17      L’article 206 duodecies du code des impôts, relatif aux « boissons fermentées autres que la bière et le vin », précise :

« 1.      Aux fins du présent chapitre, les boissons fermentées autres que la bière et le vin sont :

a)      les boissons fermentées non mousseuses, relevant des codes NC 2204 et 2205 et qui ne sont pas visées à l’article 206  undecies, ainsi que tous les produits relevant du code NC 2206 00, à l’exception des autres boissons fermentées mousseuses au sens du point b), et de tout produit couvert par l’article 206 decies  , ayant :

1.      un titre alcoométrique acquis excédant 1,2 % vol, mais n’excédant pas 10 % vol ; ou

2.      un titre alcoométrique acquis excédant 10 % vol, mais n’excédant pas 15 % vol, pour autant que l’alcool contenu dans le produit résulte entièrement d’une fermentation ;

b)      les boissons fermentées mousseuses relevant des codes NC 2206 00 31, 2206 00 39, 2204 10, 2204 21 10, 2204 29 10 et 2205, non visées à l’article 206 undecies et qui sont présentées dans des bouteilles fermées par un bouchon “champignon” maintenu à l’aide d’attaches ou de liens ou ont une surpression due à l’anhydride carbonique en solution égale ou supérieure à 3 bars et qui :

1.      ont un titre alcoométrique acquis excédant 1,2 % vol, mais n’excédant pas 13 % vol ; ou

2.      ont un titre alcoométrique acquis excédant 13 % vol, mais n’excédant pas 15 % vol, pour autant que l’alcool contenu dans le produit résulte entièrement d’une fermentation.

[...] »

18      Aux termes de l’article 206 quinquinquagies, paragraphe 1, du code des impôts :

« Il incombe à tout assujetti aux droits d’accises de calculer correctement et de verser les accises au Trésor dans le délai prévu par la loi ainsi que de déposer les déclarations d’accises auprès de l’autorité compétente dans le délai prévu par la loi, conformément aux dispositions du présent chapitre et de la législation douanière en vigueur. »
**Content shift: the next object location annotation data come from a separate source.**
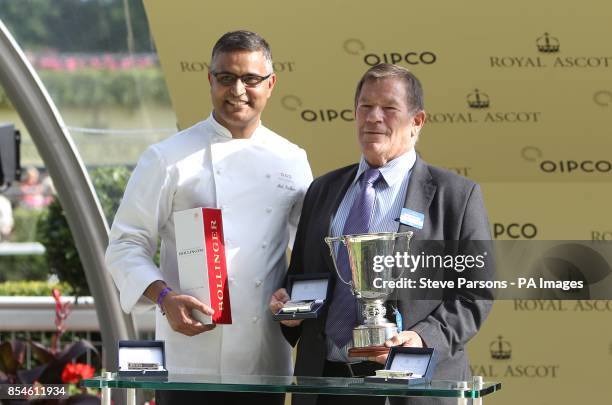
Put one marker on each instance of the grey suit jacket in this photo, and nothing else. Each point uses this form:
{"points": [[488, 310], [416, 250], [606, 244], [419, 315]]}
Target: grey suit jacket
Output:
{"points": [[453, 209]]}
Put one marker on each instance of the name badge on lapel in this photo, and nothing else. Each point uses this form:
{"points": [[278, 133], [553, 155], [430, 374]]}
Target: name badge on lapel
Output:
{"points": [[412, 218]]}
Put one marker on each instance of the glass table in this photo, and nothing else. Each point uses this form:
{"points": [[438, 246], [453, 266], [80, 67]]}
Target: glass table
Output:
{"points": [[462, 390]]}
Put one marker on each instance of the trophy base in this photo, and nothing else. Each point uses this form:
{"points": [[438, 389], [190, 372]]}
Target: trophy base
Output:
{"points": [[370, 351], [373, 335]]}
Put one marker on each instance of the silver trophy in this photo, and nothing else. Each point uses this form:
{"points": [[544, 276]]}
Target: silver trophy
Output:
{"points": [[362, 250]]}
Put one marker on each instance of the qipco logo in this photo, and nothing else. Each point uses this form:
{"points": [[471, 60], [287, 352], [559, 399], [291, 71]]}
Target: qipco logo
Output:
{"points": [[411, 58], [328, 115], [570, 166], [514, 230]]}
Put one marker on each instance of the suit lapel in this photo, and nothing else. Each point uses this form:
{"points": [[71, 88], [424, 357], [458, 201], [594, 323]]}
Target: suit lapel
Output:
{"points": [[421, 189], [338, 187]]}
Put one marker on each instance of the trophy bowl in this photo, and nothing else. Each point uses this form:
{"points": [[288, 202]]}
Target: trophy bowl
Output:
{"points": [[364, 251]]}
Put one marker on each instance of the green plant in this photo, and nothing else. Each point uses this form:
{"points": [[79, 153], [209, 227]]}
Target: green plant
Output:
{"points": [[94, 88], [53, 232], [31, 288]]}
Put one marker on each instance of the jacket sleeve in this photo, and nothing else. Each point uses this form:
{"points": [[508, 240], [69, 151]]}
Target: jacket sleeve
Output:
{"points": [[134, 233], [304, 182], [296, 266], [457, 319]]}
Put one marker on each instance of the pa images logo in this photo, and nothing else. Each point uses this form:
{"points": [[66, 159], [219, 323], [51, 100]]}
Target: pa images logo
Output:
{"points": [[504, 366]]}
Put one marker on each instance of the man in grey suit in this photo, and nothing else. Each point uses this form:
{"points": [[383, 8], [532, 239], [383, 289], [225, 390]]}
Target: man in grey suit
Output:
{"points": [[390, 176]]}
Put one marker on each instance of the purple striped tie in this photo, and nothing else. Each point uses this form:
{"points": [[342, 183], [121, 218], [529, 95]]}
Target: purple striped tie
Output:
{"points": [[343, 316]]}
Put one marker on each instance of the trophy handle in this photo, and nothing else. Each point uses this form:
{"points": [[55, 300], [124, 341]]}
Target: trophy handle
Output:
{"points": [[407, 235], [330, 242]]}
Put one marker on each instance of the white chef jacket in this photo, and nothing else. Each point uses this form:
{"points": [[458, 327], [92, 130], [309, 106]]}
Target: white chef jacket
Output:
{"points": [[259, 184]]}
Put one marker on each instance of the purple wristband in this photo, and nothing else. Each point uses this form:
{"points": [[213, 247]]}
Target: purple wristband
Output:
{"points": [[161, 296]]}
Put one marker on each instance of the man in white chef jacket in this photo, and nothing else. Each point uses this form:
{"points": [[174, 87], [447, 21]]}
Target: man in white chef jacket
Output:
{"points": [[258, 179]]}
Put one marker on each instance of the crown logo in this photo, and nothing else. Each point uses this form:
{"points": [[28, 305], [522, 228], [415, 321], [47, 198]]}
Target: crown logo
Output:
{"points": [[547, 44], [477, 99], [500, 349]]}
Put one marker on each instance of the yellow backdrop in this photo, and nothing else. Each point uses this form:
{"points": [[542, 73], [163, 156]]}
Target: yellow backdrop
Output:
{"points": [[519, 98]]}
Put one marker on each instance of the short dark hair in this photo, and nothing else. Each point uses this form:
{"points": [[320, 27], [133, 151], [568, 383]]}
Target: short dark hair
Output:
{"points": [[242, 41], [414, 90]]}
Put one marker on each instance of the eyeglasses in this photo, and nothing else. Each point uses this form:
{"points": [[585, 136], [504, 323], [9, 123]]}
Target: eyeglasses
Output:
{"points": [[249, 80]]}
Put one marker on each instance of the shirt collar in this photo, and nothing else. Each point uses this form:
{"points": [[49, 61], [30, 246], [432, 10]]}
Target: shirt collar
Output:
{"points": [[224, 132], [394, 171]]}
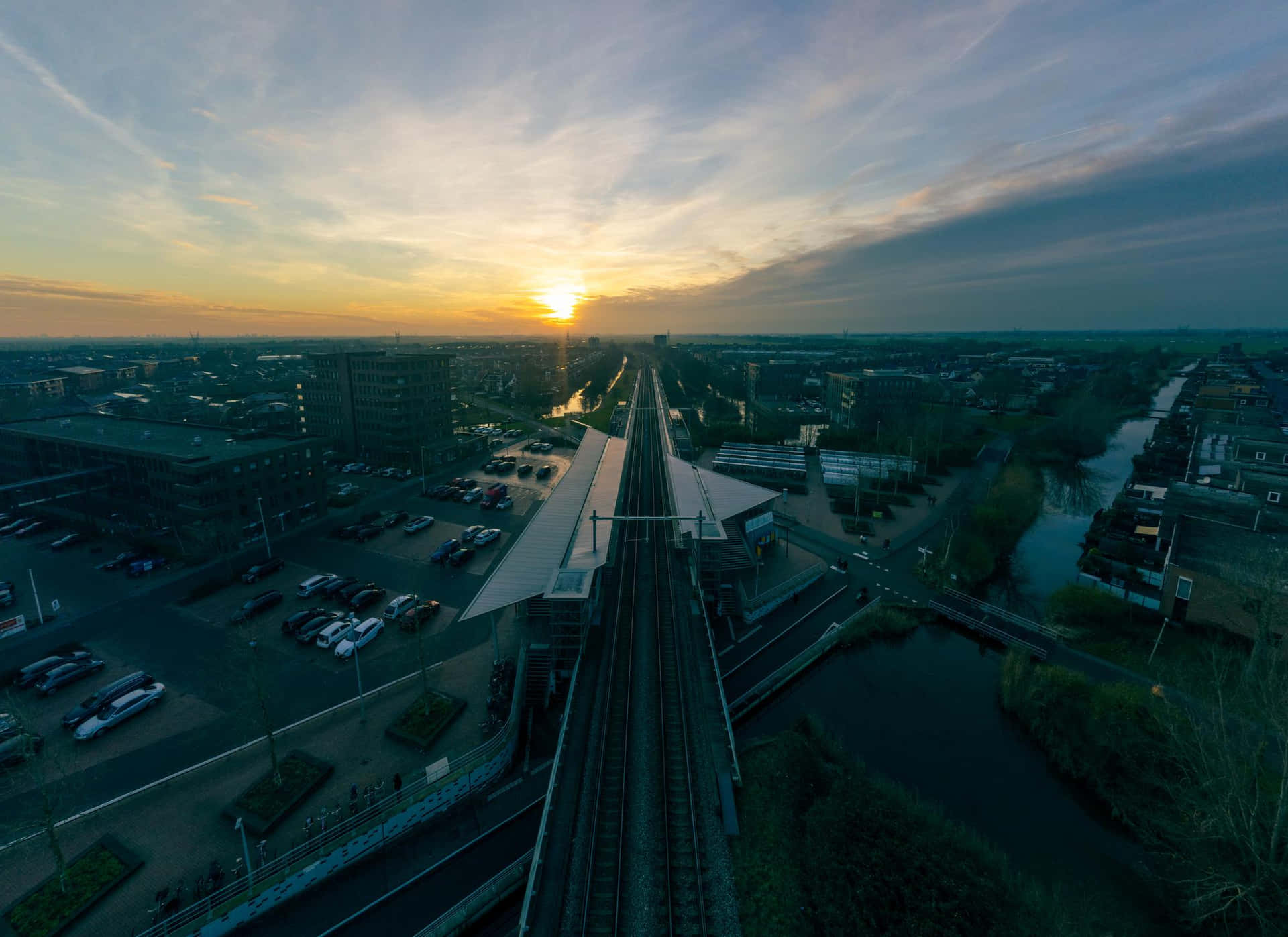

19      Dans sa version antérieure au 1er juillet 2010, l’annexe I du titre VII du code des impôts fixait au sous point 3.1., pour les boissons « tranquilles » de la catégorie des « Boissons fermentées autres que la bière et le vin », un taux d’accise de zéro.

20      L’article I, point 21 de l’Ordonanţa de urgenţă a Guvernului nr. 54/2010, privind unele măsuri pentru combaterea evaziunii fiscale (ordonnance d’urgence du gouvernement no 54/2010, portant mesures de lutte contre la fraude fiscale), du 23 juin 2010 (Monitorul Oficial al României, partie I, no 421 du 23 juin 2010, ci-après l’« OUG no 54/2010 »), fixe le taux d’accise sur les boissons fermentées non mousseuses autres que le vin ou la bière à 100 euros par hectolitre de produit.

21      L’article IV, paragraphe 1, de l’OUG no 54/2010 précise que cette disposition entre en vigueur à partir du 1er juillet 2010.

 Le litige au principal et les questions préjudicielles

22      À la suite d’un contrôle fiscal, il a été constaté, le 29 avril 2011, que SC Principal Company avait vendu 13 929 342 litres de boissons fermentées non mousseuses autres que du vin ou de la bière depuis le 1er juillet 2010.

23      Cette société ayant appliqué sur cette quantité un taux d’accise de zéro, les autorités fiscales ont émis, le 3 mai 2011, sur le fondement du taux d’accise défini à l’article I, point 21, de l’OUG no 54/2010, un avis d’imposition pour un montant de 59 461 575 lei roumains (RON) (environ 12 339 419 euros).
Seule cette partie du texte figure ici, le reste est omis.